Being able to pass data around within a distributed system is the one of the the most crucial aspects of the success for your business, especially when you are dealing with large number of users, reads and writes. It's usual that for a given data write for an entity, you will have N number of read patterns, not just one. Apache Kafka is one of the most effective ways to enable that data distribution within a complex system. I have had the chance to use Kafka at work for more than a year now. However, it has always been implicit and I never needed to understand its intrinsic semantics (standing on the shoulders of giants). I have spent this extended weekend reading the Kafka documentation and running some local examples with Kafka to understand it in details, not just at a high level.
Kafka already has a great documentation, which is very detailed and clear. The intention with this post is not to replicate that document. Instead, it's to pull out bits and pieces which helped me understand Kafka better, and increased by trust. As it has been said in Batman Begins movie (which is one of my all-time favourites): "You always fear what you don't understand", and the main outcome here is to remove that fear :) The post is written by a someone, which is me, who has previous experience with messaging systems such as RabbitMQ, Amazon SQS, and Azure Service Bus. So, I might be overlooking some important aspects which you may also need if you don't have this background. If that's the case, it might be useful to first understand some use cases where Kafka might fit in.
Let's first understand some of the high level concepts of Kafka, which will allow us to get started and work on a sample later on. This is by all means not an exhaustive list of concepts in Kafka but will be enough to get us going by allowing us to extract some facts as well as allowing us to make some assumptions with high confidence.
The most important concept of Kafka is a Topic. Topics in Kafka is a place where you can logically group your messages into. When I say logically, I don't mean a schema or anything. You can think of it as just a bucket where your data will end up in the order they appear, and can also be retrieved in the same order (i.e. continually appended to a structured commit log). Topics can be subscribed to by one or more consumers, which we will touch on that a few points later, but this means that Kafka doesn't have exact message queue semantics, which ensures that the data is gone as soon as one consumer processes the data.
These message are called Records, which are durably persisted in the Kafka cluster regardless of the fact that they have been consumed or not. This differentiates Kafka from queuing systems such as RabbitMQ or SQS, where messages vanish after they are being consumed and processed. Using Kafka for storing records permanently is a perfectly valid choice. However, if this is not desired, Kafka also give you a retention configuration options to specific how long you want to hold onto records per topic basis.
The records gets into (i.e. written) a topic through a producer, who are also responsible for choosing which record to assign to which partition within the topic. In other words, data sharding is handled by the clients which publish data to a particular topic. Depending on what client you use, you may have different options on how to distribute data across the partitions, e.g. round robin, your custom sharding strategy, etc.

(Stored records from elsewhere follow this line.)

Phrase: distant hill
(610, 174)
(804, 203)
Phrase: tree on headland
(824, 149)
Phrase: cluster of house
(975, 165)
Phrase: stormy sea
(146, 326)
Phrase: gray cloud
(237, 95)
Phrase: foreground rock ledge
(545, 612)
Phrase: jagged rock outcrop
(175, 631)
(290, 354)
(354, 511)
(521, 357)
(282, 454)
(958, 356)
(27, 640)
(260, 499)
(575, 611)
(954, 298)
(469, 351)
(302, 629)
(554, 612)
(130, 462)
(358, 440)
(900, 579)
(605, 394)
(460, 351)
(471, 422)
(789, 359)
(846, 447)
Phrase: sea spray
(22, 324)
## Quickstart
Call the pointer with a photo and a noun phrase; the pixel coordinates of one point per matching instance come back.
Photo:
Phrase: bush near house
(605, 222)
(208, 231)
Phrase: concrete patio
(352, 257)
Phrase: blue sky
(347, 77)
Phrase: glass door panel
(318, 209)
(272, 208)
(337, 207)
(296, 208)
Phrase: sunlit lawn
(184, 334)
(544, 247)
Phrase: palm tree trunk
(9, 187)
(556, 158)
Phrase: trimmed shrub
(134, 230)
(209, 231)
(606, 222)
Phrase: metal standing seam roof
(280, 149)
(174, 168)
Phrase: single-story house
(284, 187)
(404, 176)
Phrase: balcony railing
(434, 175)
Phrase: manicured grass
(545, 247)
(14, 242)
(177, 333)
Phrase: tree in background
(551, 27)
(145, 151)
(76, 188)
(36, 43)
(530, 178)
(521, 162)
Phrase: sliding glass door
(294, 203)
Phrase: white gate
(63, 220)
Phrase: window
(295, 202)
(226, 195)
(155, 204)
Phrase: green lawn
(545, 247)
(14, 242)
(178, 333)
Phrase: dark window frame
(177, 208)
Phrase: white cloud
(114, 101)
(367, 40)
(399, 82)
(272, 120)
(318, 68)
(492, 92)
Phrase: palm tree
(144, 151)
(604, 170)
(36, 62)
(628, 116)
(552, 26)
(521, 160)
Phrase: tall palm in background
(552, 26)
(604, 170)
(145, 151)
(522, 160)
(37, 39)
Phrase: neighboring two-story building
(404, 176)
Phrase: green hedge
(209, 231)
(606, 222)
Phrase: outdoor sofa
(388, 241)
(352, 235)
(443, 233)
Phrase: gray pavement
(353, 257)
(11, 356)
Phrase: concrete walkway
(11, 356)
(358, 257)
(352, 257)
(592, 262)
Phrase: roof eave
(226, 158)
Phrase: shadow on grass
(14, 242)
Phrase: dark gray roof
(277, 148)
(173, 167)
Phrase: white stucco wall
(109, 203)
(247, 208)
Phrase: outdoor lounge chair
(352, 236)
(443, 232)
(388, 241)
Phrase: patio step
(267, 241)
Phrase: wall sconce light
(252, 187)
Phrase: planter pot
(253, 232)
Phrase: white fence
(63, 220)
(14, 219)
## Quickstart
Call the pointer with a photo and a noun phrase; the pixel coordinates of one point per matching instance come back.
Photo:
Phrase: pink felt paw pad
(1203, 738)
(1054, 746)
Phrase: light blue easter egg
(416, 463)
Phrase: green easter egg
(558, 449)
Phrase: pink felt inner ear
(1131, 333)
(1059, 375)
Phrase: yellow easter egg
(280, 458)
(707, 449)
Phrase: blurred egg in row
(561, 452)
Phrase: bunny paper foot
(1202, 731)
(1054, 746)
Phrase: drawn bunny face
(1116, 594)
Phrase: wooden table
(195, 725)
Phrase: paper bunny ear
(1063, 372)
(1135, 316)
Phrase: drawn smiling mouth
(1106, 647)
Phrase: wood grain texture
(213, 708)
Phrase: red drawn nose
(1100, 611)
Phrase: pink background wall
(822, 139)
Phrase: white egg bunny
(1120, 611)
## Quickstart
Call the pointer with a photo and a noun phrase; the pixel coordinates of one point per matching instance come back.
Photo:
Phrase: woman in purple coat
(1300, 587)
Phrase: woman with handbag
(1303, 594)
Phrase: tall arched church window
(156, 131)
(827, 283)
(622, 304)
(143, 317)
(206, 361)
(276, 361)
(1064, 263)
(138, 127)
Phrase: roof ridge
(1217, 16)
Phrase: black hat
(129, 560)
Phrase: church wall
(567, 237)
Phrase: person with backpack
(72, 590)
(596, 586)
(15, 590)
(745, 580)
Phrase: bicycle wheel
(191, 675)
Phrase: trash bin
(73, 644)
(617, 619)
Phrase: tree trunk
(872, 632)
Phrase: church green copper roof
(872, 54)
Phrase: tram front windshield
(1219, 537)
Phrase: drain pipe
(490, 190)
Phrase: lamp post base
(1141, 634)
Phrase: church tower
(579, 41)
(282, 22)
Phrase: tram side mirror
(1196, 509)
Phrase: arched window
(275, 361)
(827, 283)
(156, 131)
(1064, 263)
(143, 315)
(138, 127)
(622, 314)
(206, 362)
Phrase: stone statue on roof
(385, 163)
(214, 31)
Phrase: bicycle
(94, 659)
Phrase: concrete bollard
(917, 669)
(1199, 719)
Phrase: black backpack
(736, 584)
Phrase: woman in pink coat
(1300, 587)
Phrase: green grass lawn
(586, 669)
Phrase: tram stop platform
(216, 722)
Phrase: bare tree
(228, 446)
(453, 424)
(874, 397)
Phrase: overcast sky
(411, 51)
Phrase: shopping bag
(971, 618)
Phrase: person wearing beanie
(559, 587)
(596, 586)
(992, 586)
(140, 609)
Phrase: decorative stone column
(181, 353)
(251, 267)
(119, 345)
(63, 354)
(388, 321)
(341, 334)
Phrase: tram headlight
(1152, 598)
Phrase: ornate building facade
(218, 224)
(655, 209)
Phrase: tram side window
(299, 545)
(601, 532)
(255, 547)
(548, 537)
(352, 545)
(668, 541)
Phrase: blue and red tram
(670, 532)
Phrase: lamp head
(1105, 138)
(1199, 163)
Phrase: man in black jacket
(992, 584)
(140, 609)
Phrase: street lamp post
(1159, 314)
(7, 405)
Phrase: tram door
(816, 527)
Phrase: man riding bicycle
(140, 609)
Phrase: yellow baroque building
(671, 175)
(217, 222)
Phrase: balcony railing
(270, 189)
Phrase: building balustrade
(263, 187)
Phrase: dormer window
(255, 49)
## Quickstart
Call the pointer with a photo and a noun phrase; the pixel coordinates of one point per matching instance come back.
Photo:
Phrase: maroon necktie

The records within a specific topic are consumed (i.e. read) by a consumer, which is part of a consumer group. Consumer groups allow records to be processed in parallel by the consumer instances (which are associated to that group, and can live in separate processes or machines) with a guarantee that a record is only delivered to one consumer instance. A consumer instance within a consumer group will own one or more partitions exclusively, which means that you can have at max N number of consumer if you have N partitions.
So, based on these, here are some take aways which I was able to further unpack by following up:
hash(key) % number_of_partitions
). It's also
important to know that Kafka will not attempt to automatically redistribute data in any way. So,
this onus is also on you, too.On the data producing side, we need to know the topic name and the approach we need to use to distribute data across partitions (which is likely that your client will help on this with some out-of-the-box strategies, such as round-robin as guaranteed by Confluent clients). Apart from this, we have quite a few producer level configuration we can apply to influence the semantics of data publishing.
When I am working with messaging systems, the first thing I want to understand is how the message delivery and durability guarantees are influenced, and what the default behaviour is for these. In Kafka, I found that this story a bit more confusing that it should probably be, which is due to a few configuration settings to be aligned to make it work in favour of durability to prevent message loss. Here are some important configuration for this:
acks
: This setting
indicates the number of acknowledgments the producer requires for a message publishing to be deemed
as successful. It can be set to 0
, meaning that the producer won't require an ack
from any of the servers and this won't give us any guarantees that the message is received by
the server. This option could be preferable for cases where we need high throughput at the producing
side and the data loss is not critical (e.g. sensor data, where losing a few seconds of data from a
source won't spoil our world). For cases where record durability is important, this can be set
to all
. This means the leader will wait for the full set of in-sync replicas to
acknowledge the record, where the minimum number of required in-sync replicas is configured
separately.min.insync.replicas
:
Quoting from the doc directly: "When a producer sets acks
to
"all
" (or "-1
"), min.insync.replicas specifies the
minimum number of replicas that must acknowledge a write for the write to be considered
successful". This setting is topic level but can also be specified at the broker level. Setting
this to the correct amount is really important and it's set to 1
by default, which
is probably not what you want if you care about durability of your messages and you have replication
factor of >3
for the topic.flush.messages
:
In Kafka, messages are immediately written to the filesystem but by default we only fsync() to sync
the OS cache lazily. This means that even if we have set our acks and min.insync.replicas to
optimise for durability, there is still a theoretical chance that we can lose data with this
behaviour. I explicitly said "theoretical" here as it's quite unlikely to lose data
with appropriate settings to rely on replication for data durability. For instance, with
acks=all
and min.insync.replicas=2
settings for a topic which has
replication factor of 3, we would be losing data after seeing a data write as successfull in cases
of 3 machines (1 leader and 2 replicas) to fail at the same time before having a chance to flush
that particular record to the disk, which is pretty unlikely, and this is why Kafka doesn't
recommend setting this value as well as flush.ms
value. So,
we need to think a bit harder before setting these configuration values as this has some trade-offs
to be thought about:So, a lot to think about here just to get message durability right. The good side of this complexity here is that Kafka is not trying to provide one way to solve all problems, which is not really possible especially when you want to optimise against different aspects (e.g. durability, throughput, etc.) depending the problem at hand. There is some further information on message delivery guarantees in Kafka documentation.
There are some other producer semantics that requires understanding since the consequences of not understanding these might be costly depending on your needs. For example, producer retries is really important to understand correctly as this will have impact on message ordering even within a single partition. Another one is the batch size configuration, which influences how many records to batch into one request whenever multiple records are being sent to the same partition. This might mean that the sends will be performed asynchronously and it may not be suitable for your needs. Finally, the log compaction is another concept which can be really useful to have a prior knowledge on, especially for cases where you publish the current state of an entity to a topic instead of publishing fine-grained events.